İstanbul Üniversitesi Orman Fakültesi'nin raporu: "Ömerli Barajı,
İstanbul'a içme suyu temini projesinin kalbidir. Ömerli Havzası'nda yapılması
düşünülen golf sahası ve diğer tesislerin, bu alanlardan akan derelerin ve
bunların aktıkları Ömerli Baraj Gölü'nde toplanan suların kalitelerinde
bozulmaya yol açması mümkündür. Barajın havzasına bu tür tesislerin yapılmasını,
hem suların kalitesi hem de İstanbul'a su temini açısından son derece sakıncalı
bulmaktayız. Havzada bu tür yapılara izin verilmemeli."
Belediye ikiye bölündü
İstanbul Büyükşehir Belediyesi'nin yürütmeyi durdurmak için Bölge İdare
Mahkemesi'ne dava açmasına karşın, belediye meclisi plan değişikliğini
davanın sonuçlanmasını beklemeden geçen hafta onayladı. Böylece, baraj
havzasında golf sahası ve dinlenme tesisi yapımına başlanması için önemli
bir engel ortadan kalktı. Belediye yetkilileri, bakanlığın plan değişikliğini
kabul ettiğini, belediye meclisinin bu nedenle onay verdiğini belirterek,
meclisin mahkeme kararını beklememesini eleştirdi.
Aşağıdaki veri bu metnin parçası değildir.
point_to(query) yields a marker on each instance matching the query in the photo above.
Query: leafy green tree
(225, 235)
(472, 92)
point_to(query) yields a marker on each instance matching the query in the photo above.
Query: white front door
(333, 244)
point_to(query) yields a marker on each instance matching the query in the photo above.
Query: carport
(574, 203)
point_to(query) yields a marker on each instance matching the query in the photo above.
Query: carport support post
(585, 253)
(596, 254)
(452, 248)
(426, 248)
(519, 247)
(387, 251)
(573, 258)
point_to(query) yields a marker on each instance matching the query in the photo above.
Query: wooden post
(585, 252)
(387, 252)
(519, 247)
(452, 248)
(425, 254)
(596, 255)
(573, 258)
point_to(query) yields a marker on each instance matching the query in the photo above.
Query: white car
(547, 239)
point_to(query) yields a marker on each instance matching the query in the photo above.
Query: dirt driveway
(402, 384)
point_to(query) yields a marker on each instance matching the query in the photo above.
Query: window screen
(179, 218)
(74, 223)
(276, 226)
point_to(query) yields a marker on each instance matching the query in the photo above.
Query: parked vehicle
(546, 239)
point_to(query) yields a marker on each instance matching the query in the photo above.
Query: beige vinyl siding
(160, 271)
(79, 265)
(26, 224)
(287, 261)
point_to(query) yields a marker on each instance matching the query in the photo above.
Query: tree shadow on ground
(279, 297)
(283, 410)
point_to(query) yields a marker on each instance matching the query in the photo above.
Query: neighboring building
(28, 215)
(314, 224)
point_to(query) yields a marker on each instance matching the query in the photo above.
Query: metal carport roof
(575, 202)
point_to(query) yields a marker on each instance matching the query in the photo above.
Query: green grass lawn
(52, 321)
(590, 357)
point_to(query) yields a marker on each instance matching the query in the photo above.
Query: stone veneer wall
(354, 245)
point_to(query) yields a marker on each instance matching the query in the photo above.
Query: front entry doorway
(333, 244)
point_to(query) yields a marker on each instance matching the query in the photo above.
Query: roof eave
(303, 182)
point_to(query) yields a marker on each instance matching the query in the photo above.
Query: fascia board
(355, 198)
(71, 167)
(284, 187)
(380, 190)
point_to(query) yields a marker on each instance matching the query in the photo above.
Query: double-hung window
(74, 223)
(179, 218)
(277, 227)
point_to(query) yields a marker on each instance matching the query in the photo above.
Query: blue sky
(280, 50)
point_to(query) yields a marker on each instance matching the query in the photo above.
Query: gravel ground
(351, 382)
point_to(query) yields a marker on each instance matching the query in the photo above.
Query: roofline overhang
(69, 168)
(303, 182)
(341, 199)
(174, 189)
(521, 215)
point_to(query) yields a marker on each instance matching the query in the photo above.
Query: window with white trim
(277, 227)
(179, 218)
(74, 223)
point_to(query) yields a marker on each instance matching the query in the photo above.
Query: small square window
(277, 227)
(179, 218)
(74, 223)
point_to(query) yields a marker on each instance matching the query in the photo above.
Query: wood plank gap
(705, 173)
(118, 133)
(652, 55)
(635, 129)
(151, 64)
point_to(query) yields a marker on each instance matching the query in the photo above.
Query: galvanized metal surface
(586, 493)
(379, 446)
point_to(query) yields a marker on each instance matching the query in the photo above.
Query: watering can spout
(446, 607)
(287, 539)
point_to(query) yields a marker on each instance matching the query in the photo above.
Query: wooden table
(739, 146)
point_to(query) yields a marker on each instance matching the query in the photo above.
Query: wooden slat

Orman Mühendisleri Odası Marmara Bölge Başkanı Prof. Dr. Uçkun Geray,
İstanbul Büyükşehir Belediye Meclisi'nin kararının durdurulması için
dava açacaklarını söyledi. Geray, "Ortada kamu yararına aykırı bir
durum var. Dava açtığımızda, yargı, kamu yararını düşünenlerin lehine
karar verecektir. Koruma altında olan bir alan yok ediliyor. Bu kente karşı işlenmiş
bir suç. Biz sivil toplum örgütleri olarak bu kararı mutlaka durduracağız"
dedi.
'Çevreyi koruyacağız'
Mir İnşaat AŞ'nin sahibi ANAP'lı eski bakan İbrahim Özdemir, Çevre Bakanlığı'nın
söz konusu plana olumlu rapor verdiğini söyledi. Özdemir, projeyi şöyle
savundu:
"Bu alan Orman Bakanlığı'nca turizm tesisi yapılması için tahsis
edildi. Glof, dünyada çevreyi en iyi koruyan proje olarak biliniyor. Bizde bu
kültür yerleşmediği için geriyiz. Ömerli Havzası içinde konut yapılıyor,
ancak böyle bir tesise karşı çıkılıyor. Bizim çevreyi kirletme gibi bir
amacımız yok. Alandaki ağaçlar kesilmeyecek. Oradaki doğal yapıya zarar
verilmeyecek. Ağaçlar nakledilecek. Doğal gübre kullanılacak. Tesis, ÇED
raporunda yer alan tüm unsurlar dikkate alınarak yapılacak."